Oleic Acid Triggers Neural Stem Cell Mitosis and Neurogenesis In Vivo.

To test the effect of 18:1ω9 on adult neurogenesis in vivo, we took advantage of the Lfng-eGFP transgenic mice, in which enhanced green fluorescent protein (eGFP) selectively labels radial neural stem cells (38). We stereotactically delivered either sham, 18:1ω9, or 18:3ω3 (fatty acid control) to the dentate gyrus of young (Fig. 3 ) or old (Fig. 3) mice, treated them with BrdU analogs to label newborn cells, and killed them at different time points postinjection. Compared to controls, the number of proliferating EdU+ neural stem cells and their progeny, transiently amplifying progenitors, in young mice was elevated 24 h postinjection at the site of 18:1ω9 injection only (Fig. 3 and ). The stimulatory effect of 18:1ω9 is thus specific and local. The number of immature (DCX+, CldU+) and mature (NeuN+, CldU+) newborn neurons rose 30 d following 18:1ω9 injection (Fig. 3, Left and ), confirming neurogenesis had been stimulated. The number of proliferating (IdU+) neural stem cells at this time point did not significantly differ from controls (even though there was an upward trend), indicating that the stimulatory effect of exogenous 18:1ω9 on these cells in young mice is short-lived (Fig. 3, Right and ). In aged mice, 18:1ω9 also led to substantial proliferation of neural stem cells and transiently amplifying progenitors (Fig. 3 and ). While the total number of GFAP+, Sox2+ neural stem cells did not change, the number of those dividing (GFAP+, Sox2+, EdU+) significantly increased. This was accompanied by an increased total number of transiently amplifying progenitors (GFAP−, Sox2+) and those that proliferated (GFAP−, Sox2+, EdU+), further corroborating 18:1ω9 effects observed in the young mice (Fig. 3).

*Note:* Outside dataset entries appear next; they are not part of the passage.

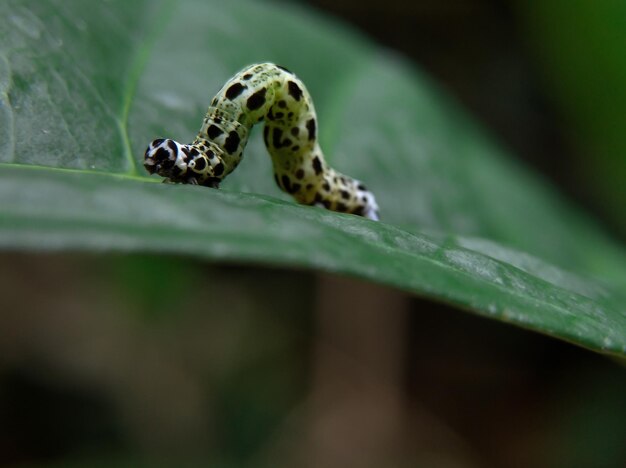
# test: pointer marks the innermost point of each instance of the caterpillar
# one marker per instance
(272, 93)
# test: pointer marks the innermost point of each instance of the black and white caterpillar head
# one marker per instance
(183, 163)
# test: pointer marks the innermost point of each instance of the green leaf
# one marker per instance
(85, 86)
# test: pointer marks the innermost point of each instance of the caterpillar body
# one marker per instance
(271, 93)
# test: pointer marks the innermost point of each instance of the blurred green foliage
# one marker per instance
(580, 48)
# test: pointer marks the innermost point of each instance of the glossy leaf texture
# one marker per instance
(84, 86)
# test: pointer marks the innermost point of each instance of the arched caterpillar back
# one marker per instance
(272, 93)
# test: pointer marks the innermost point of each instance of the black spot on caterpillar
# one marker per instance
(272, 93)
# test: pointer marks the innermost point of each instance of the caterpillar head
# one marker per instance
(181, 163)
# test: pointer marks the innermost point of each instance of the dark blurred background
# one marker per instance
(163, 361)
(548, 77)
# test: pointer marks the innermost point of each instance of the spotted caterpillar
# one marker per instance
(272, 93)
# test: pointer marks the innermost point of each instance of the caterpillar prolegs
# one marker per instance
(272, 93)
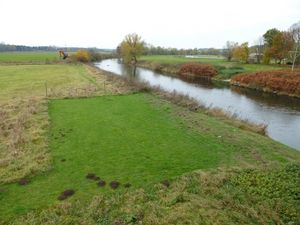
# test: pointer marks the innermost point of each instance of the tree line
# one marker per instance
(274, 46)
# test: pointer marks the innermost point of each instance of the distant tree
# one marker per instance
(282, 44)
(259, 48)
(295, 31)
(241, 53)
(269, 35)
(131, 48)
(229, 48)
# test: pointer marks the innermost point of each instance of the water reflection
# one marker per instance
(282, 114)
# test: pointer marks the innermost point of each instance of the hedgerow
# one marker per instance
(276, 81)
(198, 70)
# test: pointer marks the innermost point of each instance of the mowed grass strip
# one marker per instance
(121, 138)
(28, 56)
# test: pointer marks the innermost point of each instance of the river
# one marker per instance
(280, 113)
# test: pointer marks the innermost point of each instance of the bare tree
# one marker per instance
(259, 47)
(229, 49)
(295, 31)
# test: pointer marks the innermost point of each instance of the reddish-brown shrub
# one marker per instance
(82, 56)
(277, 81)
(197, 69)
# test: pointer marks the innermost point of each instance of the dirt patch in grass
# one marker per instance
(166, 183)
(66, 194)
(90, 176)
(127, 185)
(24, 181)
(114, 184)
(101, 183)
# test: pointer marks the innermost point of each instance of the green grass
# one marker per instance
(129, 139)
(29, 80)
(226, 69)
(118, 138)
(211, 197)
(28, 56)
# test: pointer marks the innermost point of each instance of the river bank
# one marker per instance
(226, 71)
(251, 106)
(171, 159)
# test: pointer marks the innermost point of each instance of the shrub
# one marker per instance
(197, 69)
(83, 56)
(277, 81)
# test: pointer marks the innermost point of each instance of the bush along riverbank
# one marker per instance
(278, 82)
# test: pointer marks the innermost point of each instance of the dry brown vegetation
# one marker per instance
(197, 69)
(282, 82)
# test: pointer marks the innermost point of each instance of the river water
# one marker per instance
(280, 113)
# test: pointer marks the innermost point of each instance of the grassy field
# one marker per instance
(24, 111)
(30, 80)
(20, 57)
(93, 123)
(226, 69)
(130, 139)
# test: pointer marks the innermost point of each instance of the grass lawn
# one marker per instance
(226, 69)
(125, 138)
(24, 113)
(118, 138)
(29, 80)
(28, 56)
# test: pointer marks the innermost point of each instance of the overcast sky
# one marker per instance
(168, 23)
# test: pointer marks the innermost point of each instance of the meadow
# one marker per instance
(174, 165)
(22, 57)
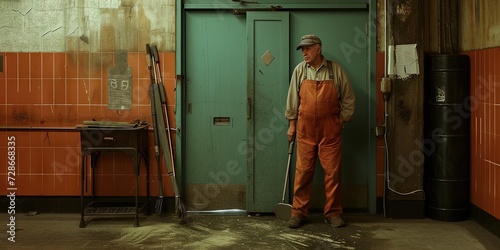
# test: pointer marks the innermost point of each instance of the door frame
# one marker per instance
(182, 8)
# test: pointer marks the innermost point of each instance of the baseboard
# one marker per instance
(486, 220)
(72, 204)
(405, 209)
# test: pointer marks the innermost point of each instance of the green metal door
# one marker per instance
(268, 80)
(237, 70)
(214, 173)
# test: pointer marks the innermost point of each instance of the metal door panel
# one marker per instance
(268, 82)
(215, 125)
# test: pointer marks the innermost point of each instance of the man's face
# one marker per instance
(311, 52)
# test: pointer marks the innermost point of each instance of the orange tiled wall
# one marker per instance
(485, 129)
(57, 91)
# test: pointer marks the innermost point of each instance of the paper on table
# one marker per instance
(406, 60)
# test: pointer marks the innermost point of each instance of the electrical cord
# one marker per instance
(386, 177)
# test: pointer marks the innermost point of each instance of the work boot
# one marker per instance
(294, 222)
(336, 221)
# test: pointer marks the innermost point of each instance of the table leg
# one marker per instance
(82, 219)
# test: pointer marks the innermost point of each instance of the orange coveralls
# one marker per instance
(318, 134)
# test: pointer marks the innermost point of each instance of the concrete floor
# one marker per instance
(222, 231)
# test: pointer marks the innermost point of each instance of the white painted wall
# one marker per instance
(86, 25)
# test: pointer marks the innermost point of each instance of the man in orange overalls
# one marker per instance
(320, 100)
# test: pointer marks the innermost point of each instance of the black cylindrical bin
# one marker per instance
(446, 143)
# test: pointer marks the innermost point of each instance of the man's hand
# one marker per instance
(291, 129)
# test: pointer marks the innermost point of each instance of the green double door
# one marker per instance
(237, 70)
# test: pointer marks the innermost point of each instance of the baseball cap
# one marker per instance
(308, 40)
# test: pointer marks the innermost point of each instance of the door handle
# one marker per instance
(249, 108)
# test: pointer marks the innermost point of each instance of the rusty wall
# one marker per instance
(479, 24)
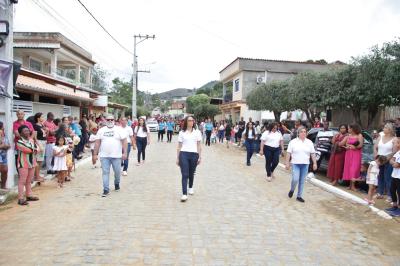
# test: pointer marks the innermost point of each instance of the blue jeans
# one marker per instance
(106, 162)
(141, 144)
(250, 149)
(299, 173)
(188, 163)
(125, 163)
(385, 179)
(271, 158)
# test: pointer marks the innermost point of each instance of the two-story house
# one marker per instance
(55, 75)
(244, 74)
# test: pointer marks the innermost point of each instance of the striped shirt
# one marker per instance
(26, 153)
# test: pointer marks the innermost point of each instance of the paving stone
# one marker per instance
(235, 218)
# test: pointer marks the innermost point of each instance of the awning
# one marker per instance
(41, 86)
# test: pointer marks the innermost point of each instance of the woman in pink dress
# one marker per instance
(352, 163)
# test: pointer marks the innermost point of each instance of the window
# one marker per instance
(83, 75)
(35, 65)
(70, 73)
(237, 85)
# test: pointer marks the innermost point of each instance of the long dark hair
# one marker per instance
(272, 125)
(60, 137)
(61, 131)
(144, 127)
(37, 116)
(246, 134)
(185, 123)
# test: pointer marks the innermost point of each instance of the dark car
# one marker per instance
(367, 149)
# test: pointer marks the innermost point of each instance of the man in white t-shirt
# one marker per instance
(111, 146)
(131, 143)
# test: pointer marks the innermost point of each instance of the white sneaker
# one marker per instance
(184, 198)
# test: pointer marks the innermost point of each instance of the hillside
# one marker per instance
(169, 95)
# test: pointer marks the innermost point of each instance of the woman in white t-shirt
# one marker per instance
(271, 147)
(384, 146)
(298, 155)
(142, 136)
(249, 136)
(188, 154)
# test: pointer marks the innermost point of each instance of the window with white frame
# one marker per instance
(35, 65)
(236, 85)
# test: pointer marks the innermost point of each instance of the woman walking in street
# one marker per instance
(161, 130)
(384, 146)
(41, 140)
(209, 128)
(221, 132)
(228, 132)
(352, 161)
(142, 135)
(188, 154)
(336, 160)
(249, 135)
(170, 129)
(26, 163)
(298, 156)
(271, 147)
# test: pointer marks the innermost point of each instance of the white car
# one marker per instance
(153, 125)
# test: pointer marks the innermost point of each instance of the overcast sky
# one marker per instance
(197, 39)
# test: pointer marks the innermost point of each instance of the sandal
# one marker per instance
(32, 198)
(22, 202)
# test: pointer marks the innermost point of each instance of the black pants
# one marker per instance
(188, 163)
(141, 144)
(271, 158)
(250, 149)
(161, 135)
(395, 190)
(208, 137)
(169, 135)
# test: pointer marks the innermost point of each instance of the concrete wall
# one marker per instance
(236, 96)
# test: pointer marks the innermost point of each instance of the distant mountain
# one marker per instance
(169, 95)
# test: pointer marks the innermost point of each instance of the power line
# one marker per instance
(112, 37)
(71, 30)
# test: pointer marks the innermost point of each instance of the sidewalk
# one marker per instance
(344, 193)
(9, 195)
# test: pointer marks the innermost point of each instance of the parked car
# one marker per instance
(153, 125)
(367, 149)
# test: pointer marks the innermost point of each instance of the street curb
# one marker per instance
(343, 194)
(14, 190)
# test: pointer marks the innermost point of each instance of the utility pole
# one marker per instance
(6, 54)
(141, 38)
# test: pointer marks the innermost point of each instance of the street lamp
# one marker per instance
(141, 38)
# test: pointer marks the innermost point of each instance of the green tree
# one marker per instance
(193, 101)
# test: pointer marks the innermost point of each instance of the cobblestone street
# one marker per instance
(234, 218)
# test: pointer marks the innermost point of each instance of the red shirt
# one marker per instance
(52, 128)
(17, 124)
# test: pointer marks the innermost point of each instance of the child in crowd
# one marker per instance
(395, 185)
(60, 160)
(69, 157)
(214, 135)
(372, 177)
(92, 142)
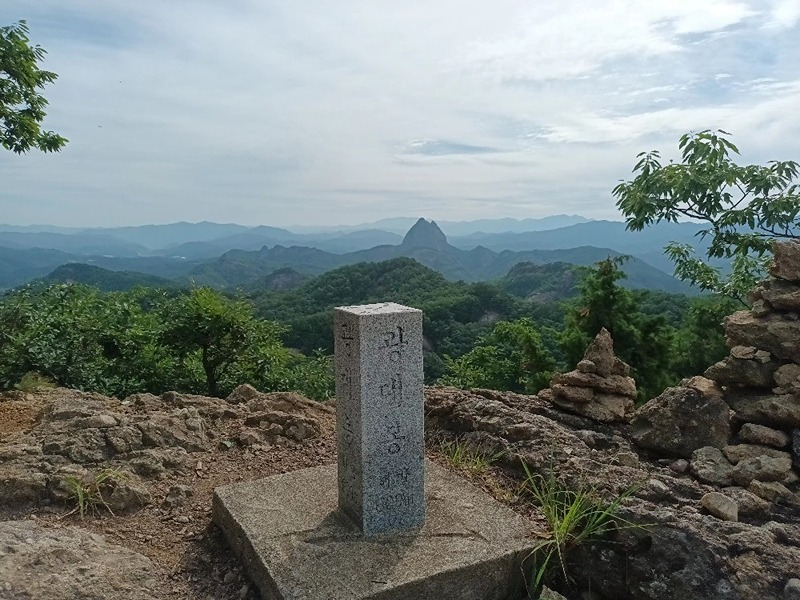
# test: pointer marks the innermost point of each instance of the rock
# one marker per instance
(679, 466)
(601, 353)
(744, 352)
(177, 495)
(680, 421)
(766, 436)
(183, 428)
(749, 504)
(786, 261)
(126, 495)
(773, 333)
(760, 308)
(740, 452)
(720, 506)
(620, 368)
(599, 388)
(781, 295)
(707, 388)
(243, 393)
(604, 407)
(569, 393)
(548, 594)
(124, 439)
(772, 491)
(680, 552)
(20, 485)
(739, 371)
(69, 563)
(709, 465)
(762, 468)
(612, 384)
(766, 409)
(788, 376)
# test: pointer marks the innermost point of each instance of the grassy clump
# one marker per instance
(467, 457)
(87, 492)
(573, 517)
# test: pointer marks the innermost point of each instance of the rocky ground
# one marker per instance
(168, 453)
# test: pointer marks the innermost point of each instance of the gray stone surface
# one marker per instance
(791, 590)
(787, 260)
(297, 545)
(380, 416)
(759, 434)
(720, 506)
(681, 420)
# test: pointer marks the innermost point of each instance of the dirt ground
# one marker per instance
(188, 550)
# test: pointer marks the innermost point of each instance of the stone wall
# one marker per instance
(761, 382)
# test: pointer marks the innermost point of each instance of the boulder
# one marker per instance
(771, 491)
(761, 468)
(766, 436)
(788, 377)
(599, 388)
(709, 465)
(791, 591)
(786, 263)
(739, 452)
(601, 353)
(766, 409)
(742, 371)
(681, 420)
(781, 295)
(612, 384)
(774, 333)
(720, 506)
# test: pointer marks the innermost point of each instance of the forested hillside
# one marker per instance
(510, 334)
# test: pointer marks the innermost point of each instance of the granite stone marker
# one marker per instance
(380, 416)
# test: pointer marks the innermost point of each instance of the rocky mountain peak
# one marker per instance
(425, 234)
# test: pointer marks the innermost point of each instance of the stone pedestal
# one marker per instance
(297, 545)
(380, 416)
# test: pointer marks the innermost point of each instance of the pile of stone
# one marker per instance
(599, 388)
(761, 379)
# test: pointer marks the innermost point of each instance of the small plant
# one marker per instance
(87, 492)
(33, 381)
(467, 457)
(573, 517)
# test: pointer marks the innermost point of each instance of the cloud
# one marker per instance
(260, 112)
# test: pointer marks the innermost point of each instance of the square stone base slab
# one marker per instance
(296, 545)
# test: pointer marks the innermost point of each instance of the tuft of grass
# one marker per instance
(87, 492)
(33, 381)
(573, 518)
(467, 457)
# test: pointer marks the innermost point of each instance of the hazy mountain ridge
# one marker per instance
(208, 263)
(426, 244)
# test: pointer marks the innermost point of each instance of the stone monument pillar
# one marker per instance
(380, 416)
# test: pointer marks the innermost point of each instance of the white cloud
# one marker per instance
(262, 112)
(785, 14)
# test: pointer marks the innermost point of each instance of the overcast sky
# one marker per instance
(263, 112)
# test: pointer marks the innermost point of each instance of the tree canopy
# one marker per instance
(22, 107)
(745, 207)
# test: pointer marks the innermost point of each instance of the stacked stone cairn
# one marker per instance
(761, 383)
(599, 388)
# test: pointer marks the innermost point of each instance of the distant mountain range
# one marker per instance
(425, 242)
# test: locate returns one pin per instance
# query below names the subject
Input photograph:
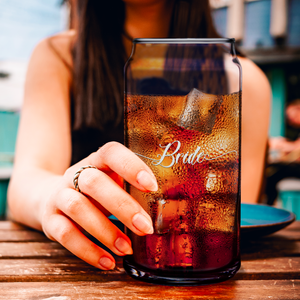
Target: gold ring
(76, 176)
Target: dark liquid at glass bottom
(209, 257)
(179, 276)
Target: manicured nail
(142, 223)
(147, 181)
(123, 246)
(106, 263)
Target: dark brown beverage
(192, 145)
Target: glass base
(177, 277)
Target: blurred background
(267, 31)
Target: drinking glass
(183, 119)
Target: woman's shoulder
(56, 48)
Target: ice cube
(200, 111)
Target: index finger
(116, 157)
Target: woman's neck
(148, 19)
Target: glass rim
(183, 40)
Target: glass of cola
(183, 119)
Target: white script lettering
(174, 156)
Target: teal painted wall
(277, 81)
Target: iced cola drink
(192, 144)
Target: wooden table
(33, 267)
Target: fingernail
(123, 246)
(106, 263)
(147, 181)
(142, 223)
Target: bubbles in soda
(191, 143)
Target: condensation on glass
(183, 119)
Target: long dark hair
(99, 55)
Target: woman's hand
(67, 211)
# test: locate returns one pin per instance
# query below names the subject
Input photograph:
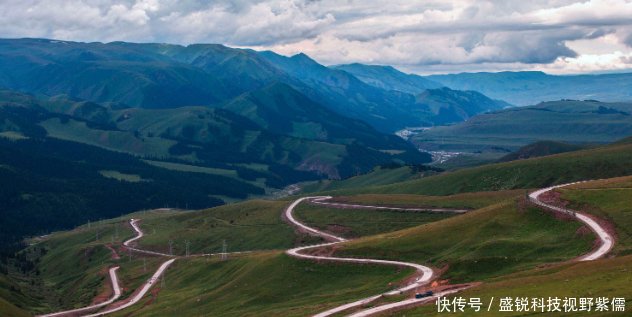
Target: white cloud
(423, 36)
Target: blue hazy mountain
(530, 88)
(389, 78)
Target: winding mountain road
(116, 294)
(424, 273)
(605, 238)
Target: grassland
(609, 199)
(71, 268)
(489, 242)
(263, 284)
(353, 223)
(604, 278)
(458, 201)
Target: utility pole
(224, 249)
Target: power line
(224, 249)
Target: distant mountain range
(569, 121)
(530, 88)
(158, 76)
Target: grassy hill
(562, 121)
(541, 148)
(264, 284)
(491, 241)
(381, 175)
(609, 199)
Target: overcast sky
(557, 36)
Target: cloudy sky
(557, 36)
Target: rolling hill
(538, 149)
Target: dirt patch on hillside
(115, 255)
(554, 198)
(338, 230)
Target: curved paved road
(117, 293)
(606, 244)
(606, 240)
(115, 286)
(425, 273)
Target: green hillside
(491, 241)
(608, 199)
(541, 148)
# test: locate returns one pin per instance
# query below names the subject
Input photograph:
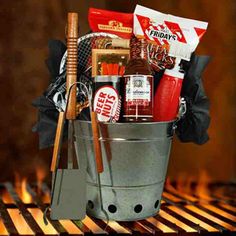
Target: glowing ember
(177, 222)
(19, 222)
(203, 213)
(192, 218)
(38, 216)
(202, 189)
(40, 175)
(159, 225)
(3, 230)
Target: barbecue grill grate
(180, 214)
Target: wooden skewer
(70, 79)
(71, 67)
(58, 140)
(96, 143)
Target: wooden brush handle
(57, 141)
(71, 66)
(96, 143)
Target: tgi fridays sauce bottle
(138, 84)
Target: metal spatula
(69, 185)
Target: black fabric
(47, 112)
(193, 126)
(56, 51)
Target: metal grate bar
(56, 224)
(233, 213)
(151, 227)
(201, 207)
(135, 228)
(220, 217)
(82, 227)
(171, 225)
(172, 197)
(8, 223)
(196, 215)
(104, 225)
(25, 213)
(185, 221)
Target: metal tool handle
(96, 143)
(71, 67)
(57, 141)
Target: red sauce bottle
(138, 85)
(166, 100)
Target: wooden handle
(71, 66)
(104, 131)
(96, 143)
(58, 140)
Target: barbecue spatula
(69, 185)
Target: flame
(21, 188)
(40, 175)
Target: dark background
(27, 25)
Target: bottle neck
(175, 72)
(138, 48)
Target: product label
(107, 104)
(138, 90)
(163, 28)
(115, 26)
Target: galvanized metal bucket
(135, 158)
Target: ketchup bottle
(138, 84)
(166, 100)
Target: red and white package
(165, 28)
(120, 24)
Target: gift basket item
(134, 171)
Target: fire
(21, 188)
(40, 175)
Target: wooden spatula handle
(71, 66)
(57, 141)
(96, 143)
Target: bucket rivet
(156, 204)
(112, 208)
(138, 208)
(90, 204)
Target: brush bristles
(180, 50)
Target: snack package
(163, 29)
(107, 99)
(117, 23)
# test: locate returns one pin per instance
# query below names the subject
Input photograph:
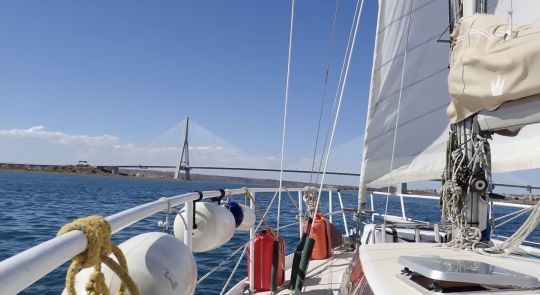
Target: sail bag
(491, 62)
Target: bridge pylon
(183, 162)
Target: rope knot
(98, 235)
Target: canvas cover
(409, 95)
(488, 68)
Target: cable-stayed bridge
(188, 146)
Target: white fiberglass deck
(323, 276)
(381, 267)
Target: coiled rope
(98, 235)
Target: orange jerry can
(263, 244)
(322, 249)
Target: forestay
(409, 89)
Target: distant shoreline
(145, 173)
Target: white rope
(285, 116)
(330, 51)
(397, 112)
(338, 109)
(347, 48)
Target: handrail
(495, 203)
(39, 260)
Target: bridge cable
(340, 81)
(285, 117)
(349, 57)
(330, 50)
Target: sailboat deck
(382, 269)
(323, 276)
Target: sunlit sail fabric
(406, 47)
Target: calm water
(35, 205)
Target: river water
(33, 207)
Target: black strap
(275, 263)
(304, 264)
(296, 261)
(195, 209)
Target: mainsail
(407, 124)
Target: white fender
(157, 262)
(249, 218)
(215, 226)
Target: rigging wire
(340, 81)
(285, 117)
(331, 47)
(336, 117)
(397, 113)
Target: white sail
(409, 87)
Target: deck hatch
(467, 271)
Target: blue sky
(101, 74)
(133, 69)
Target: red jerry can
(322, 249)
(262, 258)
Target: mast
(183, 162)
(466, 139)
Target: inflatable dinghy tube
(157, 262)
(304, 263)
(215, 226)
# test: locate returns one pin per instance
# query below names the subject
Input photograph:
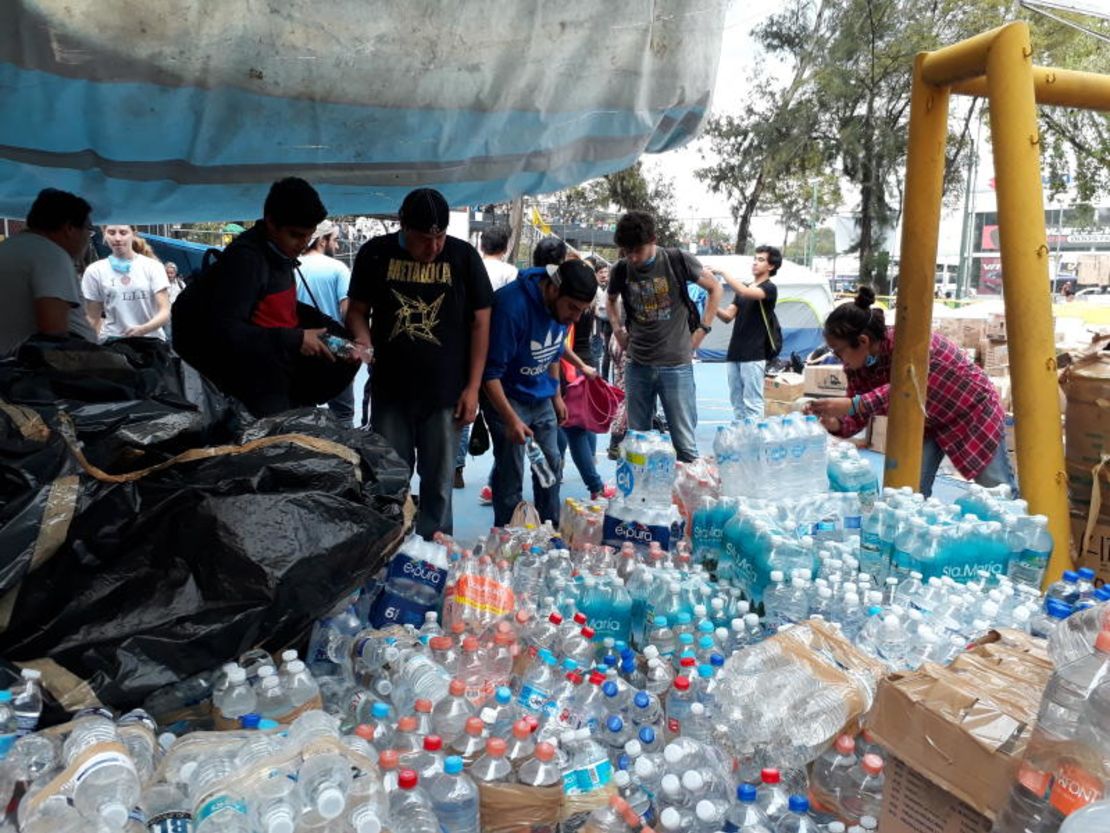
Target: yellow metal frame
(998, 66)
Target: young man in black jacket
(240, 323)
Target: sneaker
(608, 492)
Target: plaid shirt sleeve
(964, 413)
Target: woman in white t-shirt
(125, 293)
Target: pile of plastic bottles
(1067, 762)
(773, 457)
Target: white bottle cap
(330, 802)
(693, 780)
(706, 811)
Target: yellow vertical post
(1025, 257)
(925, 173)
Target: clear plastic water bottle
(107, 785)
(745, 815)
(863, 795)
(455, 799)
(410, 808)
(541, 469)
(27, 701)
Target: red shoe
(608, 492)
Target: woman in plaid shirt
(964, 415)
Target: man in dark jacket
(240, 323)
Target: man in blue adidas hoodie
(520, 387)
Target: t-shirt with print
(33, 267)
(748, 341)
(128, 298)
(421, 317)
(656, 313)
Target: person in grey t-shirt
(39, 290)
(662, 328)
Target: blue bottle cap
(453, 765)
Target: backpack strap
(682, 271)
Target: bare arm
(94, 311)
(51, 315)
(466, 410)
(356, 318)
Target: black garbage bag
(149, 578)
(133, 403)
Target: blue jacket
(524, 340)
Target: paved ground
(473, 520)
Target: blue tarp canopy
(158, 111)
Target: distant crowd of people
(451, 331)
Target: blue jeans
(507, 477)
(745, 389)
(675, 389)
(425, 439)
(583, 445)
(998, 470)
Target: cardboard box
(1086, 383)
(996, 327)
(1092, 549)
(785, 387)
(914, 804)
(879, 434)
(825, 380)
(994, 355)
(965, 726)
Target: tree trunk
(515, 227)
(749, 209)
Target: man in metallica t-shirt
(422, 300)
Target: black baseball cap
(425, 209)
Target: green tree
(759, 158)
(631, 190)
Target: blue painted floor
(473, 520)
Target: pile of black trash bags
(151, 530)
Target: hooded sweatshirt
(524, 340)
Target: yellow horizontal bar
(959, 61)
(1063, 88)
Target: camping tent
(161, 111)
(804, 301)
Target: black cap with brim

We then sought to determine whether 18:1ω9-activated neural stem cell proliferation and neurogenesis correlates with the cell cycle and neurogenic gene expression in vivo. We injected either sham, 18:1ω9, or 18:3ω3 (fatty acid control) into both dentate gyri of Lfng-eGFP mice and performed RT-PCR on sorted neural stem cells 24 h later to measure expression of a panel of cell cycle and neurogenesis genes (Fig. 4). In total, we analyzed 74 cell cycle genes and 67 neurogenesis genes (Fig. 4). We then imposed stringent criteria to qualify a gene as being activated in an 18:1ω9-dependent manner: It should be up-regulated fourfold or more by 18:1ω9 and not affected by 18:3ω3. Sixty-three genes involved in the cell cycle and 48 in neurogenesis satisfied the first criterion (Fig. 4). Of those, 8 cell cycle and 11 neurogenesis genes were not only up-regulated by 18:1ω9 but also by 18:3ω3 (which did not affect any of the panel genes on its own) (Fig. 4). We thus excluded these genes from further analyses as those may be nonspecific fatty acid responders.

Fig. 4.

18:1ω9 affects adult murine hippocampal neural stem cell cell cycle and neurogenesis gene expression. (A) Two-month-old Lfng-eGFP mice—in which all neural stem cells (NSCs) are labeled green—were injected with either sham (empty injection needle), 18:1ω9, or 18:3ω3 (300 nL of pure fatty acid per injection site) (n = 3 per group) into both dentate gyri and eGFP+ NSCs were sorted 24 h later. RT-PCR was done using a panel of cell cycle and neurogenesis genes. Venn diagram represents differentially regulated genes derived from pairwise ΔCt value comparison across groups. Numbers in blue are cell cycle genes and numbers in red are neurogenesis genes. (B) Heat maps of ΔΔCt values (cited in boxes) were derived by pairwise comparisons of 18:1ω9 vs. sham neural stem cells and indicate 74 cell cycle (blue letters) and 67 neurogenesis (red letters) genes detected in all samples. (C) Heat map of ΔΔCt values (cited in boxes) indicates 8 cell cycle (blue letters) and 11 neurogenesis (red letters) genes up-regulated by both 18:1ω9 and 18:3ω3. Pairwise comparisons of 18:1ω9 vs. sham wild-type (WT) neural stem cells indicate genes affected by 18:1ω9. Pairwise comparisons of 18:3ω3 vs. sham WT neural stem cells indicate genes affected by 18:3ω3.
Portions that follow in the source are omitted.